1. Introduction
Fusion of information captured by different types of sensors has found use in many engineering applications, such as traffic control, security, autonomous vehicles, and mobile robotics [
1,
2]. In computer vision, several studies have focused on the problem of combining the information captured from RGB and depth cameras to enhance the robustness of object detections and scene segmentations [
3,
4]. However, even with the low cost and excellent quality of RGB and depth cameras, the performance of fusion-based computer vision algorithms did not increase significantly. This situation, however, changed with the introduction of fast processors (such as GPUs) and deep learning algorithms (such as deep neural network (DNN)) [
5]. Several techniques have been proposed to achieve the fusion of RGB and depth images in the deep learning framework [
6]. These techniques can be classified into three categories [
7]:
Early fusion: This type of fusion operates directly at the image pixel level (raw images or transformed images). Some examples of this approach are:
Four-channel input: By stacking the 3 RGB channels and the depth channel, a 4-channel image can be obtained. This 4-channel image serves as input to the DNN classifier [
8]. In this case, the DNN architectures require some changes to accommodate the 4-channel input. It is not clear, however, to what extent the new image incorporates the depth information.
Pixel summing/averaging: In this approach, the corresponding pixels of the 3 RGB channels (R, G, and B) are added to those of the depth channel to form a new image [
9]. This modified image is then fed to the DNN classifier. A variant to this approach is obtained by concatenating the RGB and depth images to form a larger image that serves as input to the DNN classifier [
10].
Color space modification: The RGB channels convey overlapping visual information due to their inherent statistical dependence, which motivates the exploration of alternative color representations for multimodal fusion. In early-stage fusion frameworks, depth information can be incorporated by assigning it to a specific component of a transformed color model. This allows geometric cues to be integrated without increasing the input dimensionality. Such fusion strategies have been successfully applied in RGB–D perception systems to enhance indoor scene understanding and semantic segmentation performance [
11]. In recent years, RGB–D fusion methods have continued to evolve, with growing interest in attention-based and transformer-driven architectures that better integrate appearance and depth information [
11,
12]. These developments emphasize the importance of structured multimodal learning for improving robustness in complex environments. Moreover, this fusion principle can, in principle, be extended to alternative color models such as HSV, YIQ, or CMY, in which a selected channel may be repurposed to encode depth information. In this work, the CMYK color space is adopted, as its K (black) channel explicitly represents global intensity, making it particularly suitable for embedding normalized depth information in a semantically coherent manner [
13].
Intermediate fusion: This type of fusion occurs at the feature level. The most widely used structure is the Siamese network structure [
11,
12,
13,
14,
15]. In this structure, features from RGB and depth images are independently extracted using parallel DNNs. The features are then concatenated and fed into a single classifier. This type of classification network has a relatively large number of parameters. Parallel processing of the two sources can improve the computational performance of the classifier.

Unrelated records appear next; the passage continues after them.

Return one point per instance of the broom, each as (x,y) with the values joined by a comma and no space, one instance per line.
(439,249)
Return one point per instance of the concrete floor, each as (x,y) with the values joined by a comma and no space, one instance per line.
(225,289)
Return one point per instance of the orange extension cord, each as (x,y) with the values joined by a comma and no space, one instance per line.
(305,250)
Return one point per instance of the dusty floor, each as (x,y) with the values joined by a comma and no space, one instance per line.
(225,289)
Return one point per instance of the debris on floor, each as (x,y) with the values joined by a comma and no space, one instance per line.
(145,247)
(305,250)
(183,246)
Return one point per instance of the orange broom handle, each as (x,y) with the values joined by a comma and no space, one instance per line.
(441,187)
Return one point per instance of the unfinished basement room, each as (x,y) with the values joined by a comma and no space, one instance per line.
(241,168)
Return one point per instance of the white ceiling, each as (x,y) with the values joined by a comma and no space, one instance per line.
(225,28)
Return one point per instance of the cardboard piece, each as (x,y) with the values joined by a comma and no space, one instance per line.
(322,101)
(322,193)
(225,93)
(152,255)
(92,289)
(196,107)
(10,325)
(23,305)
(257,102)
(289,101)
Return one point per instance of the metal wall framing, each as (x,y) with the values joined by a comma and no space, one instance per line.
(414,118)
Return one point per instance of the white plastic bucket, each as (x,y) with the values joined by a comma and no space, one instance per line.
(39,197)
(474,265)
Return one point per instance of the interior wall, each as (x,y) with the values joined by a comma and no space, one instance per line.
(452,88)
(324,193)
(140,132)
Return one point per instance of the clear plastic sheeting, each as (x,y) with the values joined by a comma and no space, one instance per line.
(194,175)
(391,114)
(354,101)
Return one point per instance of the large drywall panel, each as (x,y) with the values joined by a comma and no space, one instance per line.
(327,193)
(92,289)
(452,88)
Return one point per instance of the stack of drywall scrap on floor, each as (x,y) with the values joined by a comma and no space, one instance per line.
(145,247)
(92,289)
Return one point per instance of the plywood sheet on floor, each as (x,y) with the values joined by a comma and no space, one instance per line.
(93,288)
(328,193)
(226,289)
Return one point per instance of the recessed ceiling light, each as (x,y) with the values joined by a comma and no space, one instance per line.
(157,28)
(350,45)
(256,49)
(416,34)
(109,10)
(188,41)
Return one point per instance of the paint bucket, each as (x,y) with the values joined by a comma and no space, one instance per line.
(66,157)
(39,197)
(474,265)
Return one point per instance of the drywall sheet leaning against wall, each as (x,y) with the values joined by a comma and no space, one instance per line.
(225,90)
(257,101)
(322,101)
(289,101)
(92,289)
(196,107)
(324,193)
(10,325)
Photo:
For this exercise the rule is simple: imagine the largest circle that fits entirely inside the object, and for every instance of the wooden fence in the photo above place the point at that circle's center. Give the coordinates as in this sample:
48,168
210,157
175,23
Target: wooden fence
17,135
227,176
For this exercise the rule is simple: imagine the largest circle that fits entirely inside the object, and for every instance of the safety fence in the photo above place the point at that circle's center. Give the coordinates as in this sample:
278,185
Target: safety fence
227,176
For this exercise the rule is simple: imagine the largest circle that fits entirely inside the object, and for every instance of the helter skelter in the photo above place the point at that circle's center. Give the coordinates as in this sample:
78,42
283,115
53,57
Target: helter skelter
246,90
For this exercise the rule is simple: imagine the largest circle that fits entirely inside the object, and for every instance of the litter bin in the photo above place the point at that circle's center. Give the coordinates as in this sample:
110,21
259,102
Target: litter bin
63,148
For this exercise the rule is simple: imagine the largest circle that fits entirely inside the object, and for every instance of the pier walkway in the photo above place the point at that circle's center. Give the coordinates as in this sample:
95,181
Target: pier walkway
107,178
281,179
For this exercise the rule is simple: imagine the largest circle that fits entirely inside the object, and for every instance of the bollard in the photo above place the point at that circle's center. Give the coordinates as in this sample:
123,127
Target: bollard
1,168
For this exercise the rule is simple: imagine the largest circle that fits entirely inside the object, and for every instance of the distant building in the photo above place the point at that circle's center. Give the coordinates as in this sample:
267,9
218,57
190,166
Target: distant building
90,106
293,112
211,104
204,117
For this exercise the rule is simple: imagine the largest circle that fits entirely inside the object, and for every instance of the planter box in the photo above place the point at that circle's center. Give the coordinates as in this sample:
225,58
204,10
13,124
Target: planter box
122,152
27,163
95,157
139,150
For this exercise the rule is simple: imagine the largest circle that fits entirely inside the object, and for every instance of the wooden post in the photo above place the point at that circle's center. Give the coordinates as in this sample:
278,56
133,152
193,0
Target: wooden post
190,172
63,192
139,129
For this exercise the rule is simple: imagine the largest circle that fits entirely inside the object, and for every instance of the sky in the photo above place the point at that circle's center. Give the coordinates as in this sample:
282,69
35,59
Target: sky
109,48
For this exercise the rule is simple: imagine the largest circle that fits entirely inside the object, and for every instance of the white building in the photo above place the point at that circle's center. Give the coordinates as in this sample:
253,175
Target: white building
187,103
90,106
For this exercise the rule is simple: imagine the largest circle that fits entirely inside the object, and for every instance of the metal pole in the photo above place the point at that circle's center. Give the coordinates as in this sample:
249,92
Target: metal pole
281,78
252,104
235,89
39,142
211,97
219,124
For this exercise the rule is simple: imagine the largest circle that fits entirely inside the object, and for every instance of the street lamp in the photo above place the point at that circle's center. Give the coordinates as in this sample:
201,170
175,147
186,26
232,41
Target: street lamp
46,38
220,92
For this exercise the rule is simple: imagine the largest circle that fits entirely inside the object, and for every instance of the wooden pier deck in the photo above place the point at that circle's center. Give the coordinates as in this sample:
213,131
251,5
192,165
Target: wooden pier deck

Late fusion: In this approach, the RGB and depth images are first classified independently from each other using separate DNNs. The outputs (decisions) of the classifiers are then combined to obtain more reliable decisions. Various late decision fusion methods exist in the literature [
16,
17]. They include majority voting (for deterministic decisions) and Bayesian fusion (for probabilistic decision).
Compared to the existing types of image fusions, the color space modification approach has several advantages. This approach is simple, can use existing RGB-based DNN architectures without any modifications, and benefits from the transfer of learning property of DNN. It can also be applied to different color spaces, such as RGB, HSV, and CMY.
Although RGB–depth information fusion through color-space modification in DNN frameworks has been used in several computer vision applications, only few researchers have applied this strategy to mobile robot obstacle avoidance (decision making and control).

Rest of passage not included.